The Lives of the Saints
Despite our blindness, we do have the lives of the saints to reveal these things to us—not fairytales, not myths, not “true stories which never happened”, but actual people who, by grace, overcame their fallen nature. “He who keeps in mind the way of the saints by imitating them,” says St. Maximos the Confessor, “not only shakes off the deadly paralysis of the passions but also takes up the life of the virtues” (Second Century of Various Texts, #21).
Sometimes these grand philosophical constructions and theories about life and mankind are not big enough in and of themselves to command our allegiance. But when we come upon the saints, those holy ones, who are the embodiment of the Christian faith, they can overcome all of our doubts and struggles. At other times, it is not even because of a saint but someone being kind or civil to us which begins to wake us up.
Those saints, those righteous ones who lived before Christ are who we commemorate today. Those who believed the promises that were given of the coming of the Messiah, of the coming of the one who would raise the image that had fallen.
The Old Testament Saints
We have just listened to the Apostle Paul’s recounting of them, noting that of them, “the world was not worthy.”
Those saints who had faith – Noah to build an ark, Abraham to offer Isaac, Elijah to construct a water-soaked altar upon which God would reveal His power.
Those saints who looked for a city whose foundation and builder is God – Moses leaving his life in Egypt but would dwell in the heavenly Jerusalem, David unable to complete the temple but would dwell in God’s temple, John the Baptist who wandered in the desert while awaiting the homeland above.
Those saints who conceived when well past the age – Abraham and Sarah by a promise to conceive Isaac; Anna and Joachim to conceive the Theotokos; Zachariah and Elizabeth to conceive St. John the Baptist.
Those saints who suffered – Joseph sold as a slave by his brothers; Isaiah being sawn in two.
Those saints who lost – Adam and Eve when Cain killed Abel gave birth to Seth; Ruth who lost her husband; Job had lost his livelihood and children.
Those saints who overcame nature – Moses crossed the Red Sea; Joshua stopped the sun in its course; the Three Youths in the fire; Jonah kept alive in the belly of the whale
Those saints who overcame death – Elijah being taken away in a fiery chariot, Enoch being transported to heaven.
In them is seen how God acts towards and through those who have faith in Him, those who desire Him above all else, those who have struggled, have doubted, have failed, and yet, the “world is not worthy of them”, indeed.
Now being brought to the edge of Nativity by the holiness of all those who have kept the faith in expectation of the Messiah, having arrived at the eleventh hour, what have we done? Are we prepared to meet Christ tomorrow? What should we expect? Is there any reward apart from the external celebrations of the feast? Is anything born in our heart? Is there new life, a vitality sprouting through the grace of God who sees each of our sacrifices and struggles?

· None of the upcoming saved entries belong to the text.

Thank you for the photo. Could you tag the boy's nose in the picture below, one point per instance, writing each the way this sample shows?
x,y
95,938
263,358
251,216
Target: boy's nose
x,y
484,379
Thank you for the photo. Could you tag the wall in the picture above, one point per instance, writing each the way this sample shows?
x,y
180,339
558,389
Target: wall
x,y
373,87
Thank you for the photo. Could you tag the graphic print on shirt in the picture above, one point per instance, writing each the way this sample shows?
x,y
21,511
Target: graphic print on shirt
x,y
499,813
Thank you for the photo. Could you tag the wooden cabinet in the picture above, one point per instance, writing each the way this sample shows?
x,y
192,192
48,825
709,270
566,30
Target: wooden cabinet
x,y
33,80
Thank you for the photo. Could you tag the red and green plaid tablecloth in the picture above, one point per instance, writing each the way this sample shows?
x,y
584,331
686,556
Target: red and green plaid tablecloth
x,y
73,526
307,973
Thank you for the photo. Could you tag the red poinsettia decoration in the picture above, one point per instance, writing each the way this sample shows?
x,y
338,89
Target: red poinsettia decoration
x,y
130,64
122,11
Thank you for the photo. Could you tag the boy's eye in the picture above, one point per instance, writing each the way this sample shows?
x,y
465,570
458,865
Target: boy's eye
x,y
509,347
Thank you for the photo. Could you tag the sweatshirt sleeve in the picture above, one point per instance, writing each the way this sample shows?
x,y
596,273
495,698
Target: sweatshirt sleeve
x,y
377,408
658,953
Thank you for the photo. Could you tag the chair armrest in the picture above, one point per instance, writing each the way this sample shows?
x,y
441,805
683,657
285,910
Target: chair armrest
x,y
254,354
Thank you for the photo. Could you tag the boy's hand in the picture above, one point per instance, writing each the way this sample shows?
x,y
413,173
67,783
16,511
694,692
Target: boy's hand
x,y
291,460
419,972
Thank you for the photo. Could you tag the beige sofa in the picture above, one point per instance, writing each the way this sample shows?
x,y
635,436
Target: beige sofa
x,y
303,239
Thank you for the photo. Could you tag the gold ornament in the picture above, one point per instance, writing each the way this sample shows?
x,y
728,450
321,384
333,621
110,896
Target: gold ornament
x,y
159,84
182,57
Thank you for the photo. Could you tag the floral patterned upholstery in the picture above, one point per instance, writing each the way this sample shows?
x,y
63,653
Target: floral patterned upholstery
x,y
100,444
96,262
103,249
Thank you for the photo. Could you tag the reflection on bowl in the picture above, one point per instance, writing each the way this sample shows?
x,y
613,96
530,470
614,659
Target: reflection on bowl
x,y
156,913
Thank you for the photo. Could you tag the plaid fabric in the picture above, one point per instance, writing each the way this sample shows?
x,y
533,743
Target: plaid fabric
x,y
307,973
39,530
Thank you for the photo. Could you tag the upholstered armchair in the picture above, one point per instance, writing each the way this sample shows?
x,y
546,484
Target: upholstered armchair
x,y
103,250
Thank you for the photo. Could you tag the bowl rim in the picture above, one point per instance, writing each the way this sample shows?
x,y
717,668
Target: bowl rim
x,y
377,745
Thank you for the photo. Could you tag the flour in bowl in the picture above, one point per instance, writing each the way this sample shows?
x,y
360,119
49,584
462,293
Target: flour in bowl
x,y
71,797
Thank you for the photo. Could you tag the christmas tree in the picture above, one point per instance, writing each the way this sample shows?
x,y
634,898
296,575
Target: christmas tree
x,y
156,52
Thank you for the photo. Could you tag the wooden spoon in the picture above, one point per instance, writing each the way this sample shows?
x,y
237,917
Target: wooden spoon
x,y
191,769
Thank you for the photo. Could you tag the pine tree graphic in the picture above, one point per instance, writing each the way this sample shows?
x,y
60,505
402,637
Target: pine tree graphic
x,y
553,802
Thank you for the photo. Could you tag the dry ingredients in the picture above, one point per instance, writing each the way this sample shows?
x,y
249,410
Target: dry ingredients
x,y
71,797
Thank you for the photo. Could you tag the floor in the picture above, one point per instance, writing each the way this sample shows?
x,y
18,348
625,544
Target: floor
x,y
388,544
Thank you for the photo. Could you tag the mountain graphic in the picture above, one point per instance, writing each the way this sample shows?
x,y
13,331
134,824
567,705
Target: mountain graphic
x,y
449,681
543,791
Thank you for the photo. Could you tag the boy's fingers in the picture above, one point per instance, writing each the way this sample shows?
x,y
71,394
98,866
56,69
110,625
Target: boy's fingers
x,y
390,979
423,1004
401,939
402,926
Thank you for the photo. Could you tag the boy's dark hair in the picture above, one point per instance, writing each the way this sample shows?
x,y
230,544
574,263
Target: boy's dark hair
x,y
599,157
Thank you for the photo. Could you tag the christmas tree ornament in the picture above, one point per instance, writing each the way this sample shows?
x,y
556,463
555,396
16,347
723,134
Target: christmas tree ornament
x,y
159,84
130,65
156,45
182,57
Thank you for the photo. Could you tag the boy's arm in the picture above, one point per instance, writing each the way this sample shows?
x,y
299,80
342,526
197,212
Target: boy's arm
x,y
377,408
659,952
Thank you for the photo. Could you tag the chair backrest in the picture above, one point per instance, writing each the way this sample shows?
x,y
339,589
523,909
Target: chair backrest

What if we have nothing? We have struggled but failed. We have given way to selfishness, to gluttony, to sloth, to not loving our brother, our neighbor. Have we loved the passions because of pleasure and avoided virtue because of pain (St. Maximos the Confessor, First Century of Various Texts, #52).
At the eleventh hour, you who are heavy laden, beaten down by your own thoughts, your own struggles, anxieties, weaknesses—come—for you are welcomed at this late hour to the feast, welcomed like he who is invited at the first hour.
Through the prayers of the holy Forefathers, O Lord Jesus Christ, have mercy on us. Amen.